Before the Australian actress and comedian Rebel Wilson publicly announced her new relationship, an Australian celebrity columnist had given her reps less than two days to comment before publishing a column about the new couple.
In a now-deleted column published Saturday in The Sydney Morning Herald, columnist Andrew Hornery said that instead of Mrs Wilson, 42, he “exercised caution” and gave her representatives two days to comment on her relationship with Ramona. Agruma, a designer, “before publishing a single word.”
“In a perfect world, ‘going out’ with same-sex celebrities should be a redundant concept by 2022,” wrote Mr Hornery. “Love is love, right?”
“Big mistake,” Mr Hornery said in the deleted column, adding that Ms Wilson “chose to overlook the story” by first revealing her relationship on Instagram.
The column drew criticism online from Ms. Wilson’s fans, other journalists and members of the LGBTQ community, who say the decision to come out and when to do so is a personal one. While Ms. Wilson had previously shared pictures of herself with Ms Agruma online, she had not publicly shared that they were dating.
In the Instagram post, Ms. Wilson, who is known for her roles in “Bridesmaids” and “Pitch Perfect,” shared that she was in a relationship with Ms Agruma, the founder of a Los Angeles fashion brand.
“I thought I was looking for a Disney prince… but maybe what I really needed all along was a Disney princess,” Ms. Wilson said in the post, which was over 1.8 million times. liked”.
A representative for Ms Wilson declined to comment Monday and Ms Agruma did not immediately respond to requests for comment. Ms. Wilson took note of the online criticism tweeted on sunday that “it was a very difficult situation”, but that she “tried to handle it with grace”.
Mr Hornery, who is gay, wrote in his ‘Private Sydney’ celebrity column on Saturday that Ms Wilson’s ‘choice to ignore his ‘discreet, candid and honest questions was disappointing in our opinion’.
“Of course it’s their business who anyone dates, but Wilson happily nurtured such a lecherous interest when she had a handsome boyfriend,” wrote Mr. Hornery, clearly referring to Jacob Busch, a descendant of the family who ran the American brewing company. Anheuser founded. -Busch.
In a new column published Monday, Mr. Hornery that the newspaper had “mishandled steps in our approach” and that the original column had been removed from The Morning Herald’s website. The new column was headlined, “I’ve made mistakes about Rebel Wilson and I’ll learn from them.”
“I am sincerely sorry that Rebel has found this difficult,” wrote Mr Hornery. “That was never my intention. But I see she handled it all with extraordinary grace.
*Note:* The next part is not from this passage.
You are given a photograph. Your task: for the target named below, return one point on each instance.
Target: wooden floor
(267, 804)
As a gay man, I am well aware of how deep discrimination hurts. The last thing I would ever want to do is hurt someone else.”
When asked to comment, Mr Hornery said on Monday that he had nothing more to add than what he wrote in his column. Attempts to reach The Sydney Morning Herald on Monday were unsuccessful.
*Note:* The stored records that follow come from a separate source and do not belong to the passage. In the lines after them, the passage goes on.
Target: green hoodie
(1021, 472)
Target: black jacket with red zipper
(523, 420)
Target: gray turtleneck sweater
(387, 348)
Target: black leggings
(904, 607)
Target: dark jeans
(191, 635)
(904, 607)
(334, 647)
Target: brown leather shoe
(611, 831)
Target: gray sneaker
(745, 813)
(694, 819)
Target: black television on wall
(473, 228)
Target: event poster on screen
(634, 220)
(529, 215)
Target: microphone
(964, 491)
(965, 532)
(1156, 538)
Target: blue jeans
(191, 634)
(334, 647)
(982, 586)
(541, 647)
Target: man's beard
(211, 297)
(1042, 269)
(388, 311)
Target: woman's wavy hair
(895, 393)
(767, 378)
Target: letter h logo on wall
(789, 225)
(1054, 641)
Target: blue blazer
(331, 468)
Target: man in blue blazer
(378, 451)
In a statement, Cathy Renna, a spokeswoman for the National LGBTQ Task Force, said that “not coming out on your own terms can be challenging personally and professionally, even if it’s a positive, celebratory, inspirational act like Wilson’s coming out post.” was for so many.”
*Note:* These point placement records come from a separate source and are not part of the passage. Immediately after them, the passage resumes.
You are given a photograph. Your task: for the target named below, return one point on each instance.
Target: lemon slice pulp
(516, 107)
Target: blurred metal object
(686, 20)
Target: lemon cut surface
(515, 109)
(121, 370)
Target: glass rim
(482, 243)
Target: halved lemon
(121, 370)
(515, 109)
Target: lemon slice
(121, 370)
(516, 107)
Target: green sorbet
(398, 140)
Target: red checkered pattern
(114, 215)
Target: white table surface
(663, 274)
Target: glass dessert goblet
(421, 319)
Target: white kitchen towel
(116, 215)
“While we see a generation of young people – and most people – cheering and then moving on with their lives when a celebrity comes out, we know there is still anti-LGBTQ sentiment and reaction that can affect our lives in many ways. “, she said. †
Aryn Fields, a spokeswoman for the human rights campaign, said the decision to come out is “a very personal choice”.
“Each of us deserves the opportunity to come out on our own terms — and if that wasn’t true for Rebel Wilson, it should have been,” said Ms. Fields.
In his new column, Mr Hornery said he reached out to Ms Wilson’s management via email on Thursday morning to ask them to comment on the relationship, noting that his deadline was 1 p.m. Friday. He said he had several sources confirming the relationship but asked for comment “in the interest of transparency and fairness”.
The next morning, Mrs. Wilson shared her Instagram post.
“I got no response, which was entirely Rebel’s right,” wrote Mr Hornery. He said the newspaper would be more careful with stories about people’s sexuality in the future. “It’s not the Herald’s job to take people ‘out’ and that’s not what we wanted to do. But I understand why my email is seen as a threat. The framing of it was a mistake.”
But Mr Shields wrote that “to say the Herald has ‘outed’ Wilson is wrong.”
He said the columnist “simply asked questions and included a response deadline by default”.
“I hadn’t made a decision on whether or not to publish,” Mr Shields wrote, saying he would have considered her response. “Wilson has made the decision to disclose her new partner, who has been a feature of her social media accounts for months.”